The first example of such muggle fighting (by skilled wizards capable of doing entire fights with magic) we saw in the canon was Arthur Weasley vs. Lucious Malfoy in the beginning of the second book in front of crowd. This was also labeled as uncivilized act by many. Underbench fight of Ron during Quidditch match in the first book was also uncivilized, but they didn't have much choice as they were first year (I suppose you asked your question for adult skilled wizards).

Yes, punching, hitting, and throwing weren't respectable acts in Wizarding Community, but when you loose your temper, your wizard/muggle differences no longer matter. You get down to your basic nature and you act as a wild animal who has four limbs which can do lots of things.

Note: Don't discriminate Muggles. Punching, hitting, and throwing is not respectable even in muggle communities.

  • Unless the Muggle is very skilled at karate, kung-fu or some other kind of martial arts . . . then the Muggles would be in awe. Jan 7, 2023 at 3:11

There are examples of Muggle duelling (McGonagall's words, not mine, from the book Order of the Phoenix) throughout the movie series.

  • In Prisoner of Azkaban, Hermione punches Draco in the face when Draco makes fun of Buckbeak's impending execution.
  • In Goblet of Fire the Weasley twins have a full-blown Muggle-style fight after they try and put their names in the Goblet of Fire by using an aging potion, and the potion backfires.
  • In Order of the Phoenix, Grawp apparently continuously beats the heck out of Hagrid, although this is offscreen (feel free to disregard this example).
  • In Half-Blood Prince, Draco stomps on Harry's face when Harry spies on Draco on the Hogwarts Express, breaking his nose.

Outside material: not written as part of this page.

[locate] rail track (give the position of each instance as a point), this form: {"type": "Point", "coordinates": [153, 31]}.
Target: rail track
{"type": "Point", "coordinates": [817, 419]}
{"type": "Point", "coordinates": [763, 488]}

There are a lot more examples of Muggle duelling in the books, but as you're asking about the last movie specifically, I kept my examples to the movies. The books suggest Muggle duelling is frowned upon in the wizarding community, but is not forbidden. As Muggle duelling appears in the movies throughout the series, we can conclude it's not forbidden per se, but it does seem a bit unusual for, say, the Weasley twins, who were raised in the wizarding community, to resort to Muggle duelling. It makes more sense to me to see Hermione, for example, engage in Muggle duelling because she was raised as a Muggle and is Muggle-born. Hermione does slap Draco in the books, so she's not above it.

Regarding Harry and Voldemort, I think sometimes people just have visceral reactions that cause them to act out of character, or to employ means of fighting that might not be expected.